General characteristics
- Class & type: Casco-class monitor
- Displacement: 1,175 long tons (1,194 t)
- Length: 225 ft (69 m)
- Beam: 45 ft (14 m)
- Draft: 9 ft (2.7 m)
- Propulsion: Screw steamer
- Speed: 9 knots (10 mph; 17 km/h)
- Complement: 60 officers and enlisted
- Armament: 2 × 11 in (280 mm) smoothbore Dahlgren guns
- Armor: Turret: 8 in (200 mm); Pilothouse: 10 in (250 mm); Hull: 3 in (76 mm); Deck: 3 in (76 mm);

= USS Yuma (1865) =

1865 monitor

USS Yuma, a single-turreted, twin-screw monitor, was laid down at Cincinnati, Ohio, by Alexander Swift and Co. and launched on 30 May 1865. A Casco-class, light-draft monitor, she was intended for service in the shallow bays, rivers, and inlets of the Confederacy.
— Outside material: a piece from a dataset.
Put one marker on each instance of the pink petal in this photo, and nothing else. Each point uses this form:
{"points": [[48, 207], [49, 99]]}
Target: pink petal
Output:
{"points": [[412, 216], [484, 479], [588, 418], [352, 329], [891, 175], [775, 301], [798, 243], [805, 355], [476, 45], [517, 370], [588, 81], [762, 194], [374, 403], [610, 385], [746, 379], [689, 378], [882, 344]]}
These warships sacrificed armor plate for a shallow draft and were fitted with a ballast compartment designed to lower them in the water during battle.

==Design revisions==

Though the original designs for the Casco-class monitors were drawn by John Ericsson, the final revision was created by Chief Engineer Alban C. Stimers following Rear Admiral Samuel F. Du Pont's failed bombardment of Fort Sumter in 1863. By the time that the plans were put before the Monitor Board in New York City, Ericsson and Simers had a poor relationship, and Chief of the Bureau of Construction and Repair John Lenthall had little connection to the board. This resulted in the plans being approved and 20 vessels ordered without serious scrutiny of the new design. $14 million US was allocated for the construction of these vessels. It was discovered that Stimers had failed to compensate for the armor his revisions added to the original plan and this resulted in excessive stress on the wooden hull frames and a freeboard of only 3 in. Stimers was removed from the control of the project and Ericsson was called in to undo the damage. He was forced to raise the hulls of the monitors under construction by 22 in to make them seaworthy.

==Fate==

Alterations were accordingly carried out on the vessel during the spring of 1866 to remedy the shortcoming in design, but the ship never saw active service. Laid up from 1866 to 1874, Yuma was twice renamed during this time period: first, to Tempest on 15 June 1869 and, second, back to Yuma on 10 August 1869.

The monitor was subsequently sold at auction to Theodore Allen, at New Orleans, Louisiana, on 12 September 1874.